Located in the province of Khorasan, Mashad is one of the holiest cities in Iran. It is a major pilgrimage site as it houses the shrine of the eighth Shiite Imam, Imam Reza. Because of its location, Mashad is a central market for not only rug weaving but for a good portion of the rug trade. It is a common market place for rugs from surrounding cities and tribal regions, e.g. Birjand, Mood and Ghain, as well as the tribal Baluchis and Turkomans.
Most Mashad rugs are now woven in workshops, although some home weaving still takes place. Usually Mashad rugs have a curvilinear and medallion design which is common in many styles of Persian rugs. Pictorials, representations of historical or other important events, are sometimes used.

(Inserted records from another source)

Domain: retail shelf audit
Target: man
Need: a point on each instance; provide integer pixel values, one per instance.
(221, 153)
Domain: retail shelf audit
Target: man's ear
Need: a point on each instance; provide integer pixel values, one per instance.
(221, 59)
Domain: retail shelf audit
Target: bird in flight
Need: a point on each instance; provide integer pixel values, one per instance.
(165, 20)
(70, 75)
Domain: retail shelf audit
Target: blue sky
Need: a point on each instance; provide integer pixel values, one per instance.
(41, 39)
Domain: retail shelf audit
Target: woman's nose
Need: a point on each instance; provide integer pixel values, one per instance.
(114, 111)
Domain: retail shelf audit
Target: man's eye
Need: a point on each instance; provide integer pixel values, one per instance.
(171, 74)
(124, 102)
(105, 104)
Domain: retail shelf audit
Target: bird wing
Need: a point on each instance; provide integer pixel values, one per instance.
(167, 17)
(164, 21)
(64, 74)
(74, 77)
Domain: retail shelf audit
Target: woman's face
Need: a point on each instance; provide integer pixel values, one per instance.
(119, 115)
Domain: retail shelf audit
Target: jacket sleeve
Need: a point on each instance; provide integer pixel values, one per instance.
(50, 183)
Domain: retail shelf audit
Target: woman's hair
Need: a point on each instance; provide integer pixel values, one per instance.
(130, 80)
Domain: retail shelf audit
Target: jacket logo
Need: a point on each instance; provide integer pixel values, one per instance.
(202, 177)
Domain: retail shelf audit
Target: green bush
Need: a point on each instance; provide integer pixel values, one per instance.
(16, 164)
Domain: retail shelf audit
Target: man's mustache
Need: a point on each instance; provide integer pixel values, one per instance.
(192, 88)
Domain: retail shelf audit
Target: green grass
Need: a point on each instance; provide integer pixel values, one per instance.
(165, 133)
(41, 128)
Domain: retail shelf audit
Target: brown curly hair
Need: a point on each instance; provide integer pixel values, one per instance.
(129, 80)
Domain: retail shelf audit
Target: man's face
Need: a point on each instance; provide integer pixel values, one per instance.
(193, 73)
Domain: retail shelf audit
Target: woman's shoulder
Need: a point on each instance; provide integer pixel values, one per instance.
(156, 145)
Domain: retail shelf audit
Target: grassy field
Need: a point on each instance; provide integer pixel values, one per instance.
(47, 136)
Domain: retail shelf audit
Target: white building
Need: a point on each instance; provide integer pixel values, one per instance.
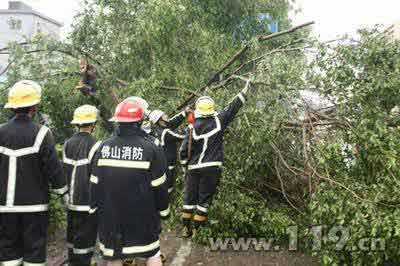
(20, 23)
(394, 31)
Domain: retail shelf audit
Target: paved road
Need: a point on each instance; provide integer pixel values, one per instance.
(182, 252)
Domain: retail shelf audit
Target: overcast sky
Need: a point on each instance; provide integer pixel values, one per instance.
(333, 17)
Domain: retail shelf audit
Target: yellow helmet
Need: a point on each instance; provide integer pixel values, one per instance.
(205, 106)
(24, 93)
(85, 114)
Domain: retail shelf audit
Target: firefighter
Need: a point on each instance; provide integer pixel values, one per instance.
(129, 192)
(163, 129)
(28, 165)
(205, 159)
(77, 156)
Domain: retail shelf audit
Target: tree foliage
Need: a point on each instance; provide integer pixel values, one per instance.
(289, 160)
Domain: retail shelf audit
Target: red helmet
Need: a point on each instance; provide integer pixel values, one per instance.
(128, 111)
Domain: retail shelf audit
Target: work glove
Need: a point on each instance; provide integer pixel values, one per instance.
(246, 88)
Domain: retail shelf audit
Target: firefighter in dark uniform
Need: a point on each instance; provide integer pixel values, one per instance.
(205, 161)
(28, 165)
(129, 192)
(163, 129)
(78, 153)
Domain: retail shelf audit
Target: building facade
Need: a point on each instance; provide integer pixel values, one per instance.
(20, 23)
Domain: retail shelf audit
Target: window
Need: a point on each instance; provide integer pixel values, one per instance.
(15, 24)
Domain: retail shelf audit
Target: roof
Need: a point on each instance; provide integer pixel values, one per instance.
(30, 12)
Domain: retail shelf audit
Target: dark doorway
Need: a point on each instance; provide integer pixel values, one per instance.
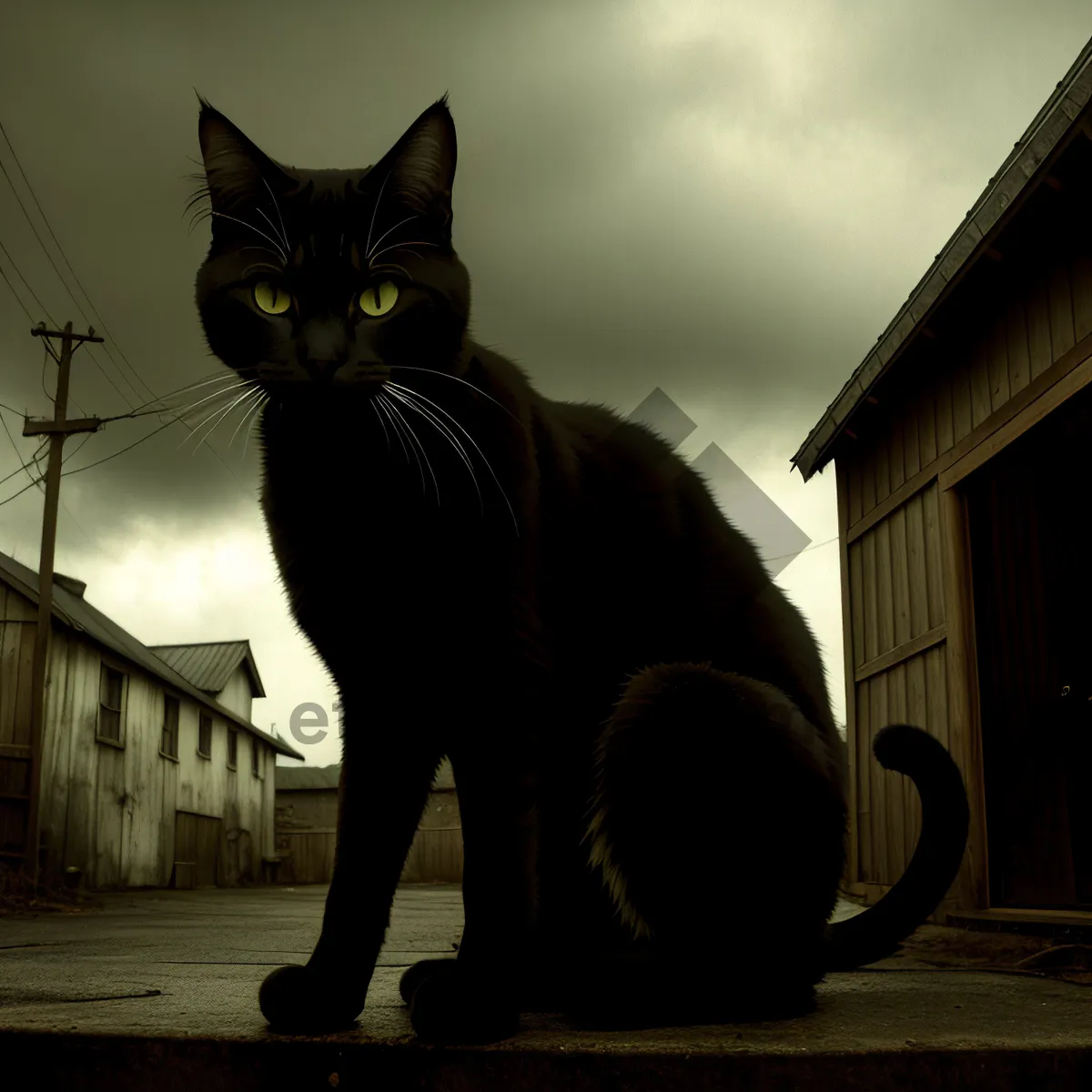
(197, 850)
(1026, 511)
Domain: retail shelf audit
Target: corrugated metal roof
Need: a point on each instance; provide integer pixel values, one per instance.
(1059, 115)
(210, 664)
(307, 776)
(326, 776)
(77, 614)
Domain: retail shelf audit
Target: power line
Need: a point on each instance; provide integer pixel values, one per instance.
(60, 250)
(60, 277)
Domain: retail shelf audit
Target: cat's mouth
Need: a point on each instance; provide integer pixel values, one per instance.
(327, 375)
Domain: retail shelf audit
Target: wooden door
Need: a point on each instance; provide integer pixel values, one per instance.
(1032, 611)
(197, 850)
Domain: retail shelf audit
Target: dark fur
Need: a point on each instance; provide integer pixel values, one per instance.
(637, 716)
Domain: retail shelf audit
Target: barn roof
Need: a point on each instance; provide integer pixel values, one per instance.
(1062, 113)
(74, 611)
(210, 664)
(293, 778)
(307, 776)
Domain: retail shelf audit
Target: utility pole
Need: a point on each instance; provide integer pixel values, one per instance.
(57, 430)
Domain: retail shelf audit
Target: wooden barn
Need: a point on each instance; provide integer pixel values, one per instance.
(959, 452)
(147, 779)
(307, 827)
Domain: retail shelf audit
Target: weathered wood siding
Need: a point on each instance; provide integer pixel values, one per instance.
(307, 828)
(895, 626)
(110, 811)
(236, 694)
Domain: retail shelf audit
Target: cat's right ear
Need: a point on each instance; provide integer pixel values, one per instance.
(235, 167)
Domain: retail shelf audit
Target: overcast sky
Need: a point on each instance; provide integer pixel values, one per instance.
(725, 200)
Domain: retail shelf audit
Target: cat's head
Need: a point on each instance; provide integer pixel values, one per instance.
(319, 282)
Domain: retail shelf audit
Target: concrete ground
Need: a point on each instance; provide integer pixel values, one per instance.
(157, 989)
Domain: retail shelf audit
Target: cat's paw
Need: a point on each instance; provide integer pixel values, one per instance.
(298, 1000)
(414, 976)
(461, 1006)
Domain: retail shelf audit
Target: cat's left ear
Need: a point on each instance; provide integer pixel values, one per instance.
(236, 169)
(421, 165)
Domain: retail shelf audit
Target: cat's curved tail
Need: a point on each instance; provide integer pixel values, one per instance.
(876, 933)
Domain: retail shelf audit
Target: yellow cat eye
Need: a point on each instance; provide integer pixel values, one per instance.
(272, 299)
(378, 299)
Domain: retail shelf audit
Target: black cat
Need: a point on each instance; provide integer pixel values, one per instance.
(636, 715)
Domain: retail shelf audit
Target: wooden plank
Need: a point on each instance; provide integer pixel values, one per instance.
(927, 427)
(882, 462)
(878, 719)
(981, 407)
(895, 784)
(1081, 287)
(945, 425)
(25, 685)
(901, 653)
(965, 736)
(934, 556)
(1016, 344)
(997, 360)
(1062, 311)
(916, 714)
(867, 483)
(915, 568)
(885, 595)
(900, 578)
(945, 459)
(911, 440)
(9, 681)
(936, 693)
(868, 577)
(962, 415)
(866, 866)
(853, 474)
(896, 452)
(850, 639)
(1038, 326)
(1019, 424)
(857, 603)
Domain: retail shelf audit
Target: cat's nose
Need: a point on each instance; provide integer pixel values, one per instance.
(322, 371)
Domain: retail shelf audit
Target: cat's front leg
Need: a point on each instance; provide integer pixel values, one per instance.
(478, 997)
(387, 771)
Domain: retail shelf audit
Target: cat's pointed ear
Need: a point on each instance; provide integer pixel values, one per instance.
(235, 167)
(421, 165)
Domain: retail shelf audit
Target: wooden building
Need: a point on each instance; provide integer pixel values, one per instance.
(307, 827)
(147, 780)
(959, 448)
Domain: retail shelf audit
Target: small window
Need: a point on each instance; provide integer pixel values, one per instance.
(205, 736)
(169, 745)
(110, 688)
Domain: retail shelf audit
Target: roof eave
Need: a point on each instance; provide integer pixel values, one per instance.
(1065, 113)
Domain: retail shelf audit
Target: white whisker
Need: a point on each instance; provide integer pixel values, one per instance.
(277, 206)
(386, 434)
(370, 252)
(257, 396)
(399, 246)
(367, 246)
(443, 375)
(396, 388)
(256, 230)
(415, 442)
(448, 435)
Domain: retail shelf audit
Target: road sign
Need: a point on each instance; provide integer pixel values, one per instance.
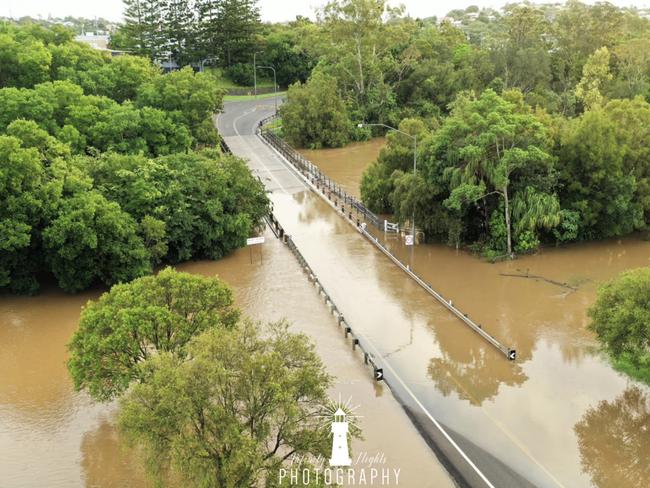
(379, 374)
(255, 240)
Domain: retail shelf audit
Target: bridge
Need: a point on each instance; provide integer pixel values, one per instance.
(375, 300)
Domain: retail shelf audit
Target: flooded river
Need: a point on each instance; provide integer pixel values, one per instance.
(51, 436)
(560, 416)
(345, 165)
(560, 413)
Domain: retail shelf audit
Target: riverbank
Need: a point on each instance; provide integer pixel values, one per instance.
(52, 436)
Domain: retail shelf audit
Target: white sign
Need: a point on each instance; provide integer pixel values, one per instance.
(255, 240)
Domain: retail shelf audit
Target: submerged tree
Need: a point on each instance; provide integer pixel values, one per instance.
(244, 402)
(490, 148)
(621, 319)
(140, 319)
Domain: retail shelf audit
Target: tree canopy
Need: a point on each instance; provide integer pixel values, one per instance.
(141, 319)
(621, 320)
(249, 401)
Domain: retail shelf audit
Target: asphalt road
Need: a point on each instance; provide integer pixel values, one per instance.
(469, 464)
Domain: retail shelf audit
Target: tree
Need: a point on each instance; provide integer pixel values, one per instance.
(141, 31)
(144, 318)
(606, 176)
(492, 147)
(178, 25)
(315, 115)
(209, 202)
(93, 239)
(229, 29)
(595, 75)
(191, 98)
(249, 401)
(22, 205)
(620, 317)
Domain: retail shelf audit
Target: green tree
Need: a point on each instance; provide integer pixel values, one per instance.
(93, 239)
(22, 202)
(595, 75)
(191, 98)
(209, 202)
(25, 62)
(315, 115)
(249, 401)
(495, 148)
(606, 176)
(137, 320)
(620, 317)
(229, 29)
(612, 436)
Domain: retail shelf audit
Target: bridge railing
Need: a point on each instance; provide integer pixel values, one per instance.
(333, 192)
(316, 176)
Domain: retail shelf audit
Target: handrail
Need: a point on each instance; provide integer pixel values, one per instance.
(322, 183)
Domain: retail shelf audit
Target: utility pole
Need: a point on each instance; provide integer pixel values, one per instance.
(415, 162)
(275, 86)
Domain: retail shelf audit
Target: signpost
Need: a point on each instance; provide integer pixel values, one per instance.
(379, 374)
(252, 241)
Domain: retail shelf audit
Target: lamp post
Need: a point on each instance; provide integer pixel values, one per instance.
(206, 60)
(415, 160)
(275, 86)
(255, 72)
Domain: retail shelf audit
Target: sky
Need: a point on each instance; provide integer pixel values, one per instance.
(271, 10)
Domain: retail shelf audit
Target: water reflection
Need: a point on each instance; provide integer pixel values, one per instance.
(345, 165)
(107, 461)
(614, 441)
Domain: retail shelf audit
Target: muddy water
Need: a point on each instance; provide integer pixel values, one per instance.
(561, 412)
(560, 415)
(345, 165)
(51, 436)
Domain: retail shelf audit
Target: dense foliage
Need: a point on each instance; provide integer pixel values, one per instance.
(98, 180)
(621, 320)
(213, 400)
(249, 401)
(135, 321)
(531, 121)
(222, 33)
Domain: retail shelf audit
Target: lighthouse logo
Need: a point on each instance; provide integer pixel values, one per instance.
(342, 420)
(340, 451)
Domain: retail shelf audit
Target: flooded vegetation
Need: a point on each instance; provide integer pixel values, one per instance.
(75, 442)
(552, 410)
(346, 165)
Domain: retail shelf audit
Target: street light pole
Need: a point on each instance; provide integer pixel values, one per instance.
(254, 76)
(415, 161)
(206, 60)
(275, 86)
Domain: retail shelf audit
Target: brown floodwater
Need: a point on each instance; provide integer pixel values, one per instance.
(345, 165)
(51, 436)
(560, 414)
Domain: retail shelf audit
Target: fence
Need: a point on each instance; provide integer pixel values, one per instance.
(323, 182)
(357, 340)
(331, 191)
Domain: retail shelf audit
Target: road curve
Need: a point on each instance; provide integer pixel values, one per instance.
(470, 464)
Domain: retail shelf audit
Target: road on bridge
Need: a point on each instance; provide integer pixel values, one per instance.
(397, 317)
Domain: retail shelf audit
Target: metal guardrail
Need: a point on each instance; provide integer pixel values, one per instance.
(331, 192)
(357, 340)
(319, 179)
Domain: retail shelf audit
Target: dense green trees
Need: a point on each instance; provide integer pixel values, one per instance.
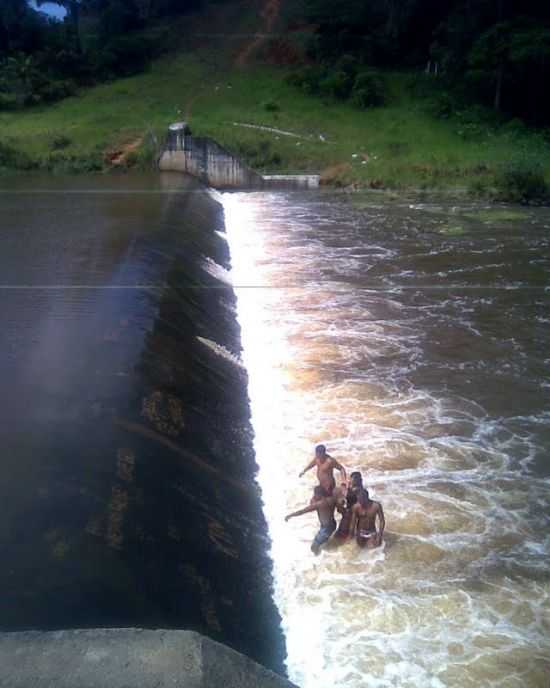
(42, 60)
(493, 52)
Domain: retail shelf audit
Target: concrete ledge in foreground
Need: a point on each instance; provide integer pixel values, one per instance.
(126, 658)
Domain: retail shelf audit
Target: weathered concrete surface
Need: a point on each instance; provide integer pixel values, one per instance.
(126, 658)
(203, 158)
(292, 181)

One of the most common styles is the Shah Abbasi, a pattern of medallions and pendants. A different style of Mashad rug is called Herati, and this style can be very different from the bold colors of other Mashad rugs. Lighter shades of beige and brown are dominant. These rugs are sometimes called Khorasan, after the province, as are many rugs that are less identifiable as being from a particular city.
Mashad rugs are often compared to Kashan rugs, mostly because of the extremely long corners seen in both styles. The Shah Abbasi style of Mashad rugs is similar to the Kashan Shah Abbasi diamond medallion design. The circular medallion design is often very similar between Mashad and Kashan, however, the medallions are usually more circular in Mashad rugs and more pointed in Kashan.
The colors are usually red for the background and blue for the border and medallion design. The use of only red and blue makes this type of rug easily recognizable. A variety of colors may be used for the motif, and the overall color scheme is usually bold and strong.
Mashad rugs are usually large, and most weavers use Persian knots, although Turkish knots are sometimes found.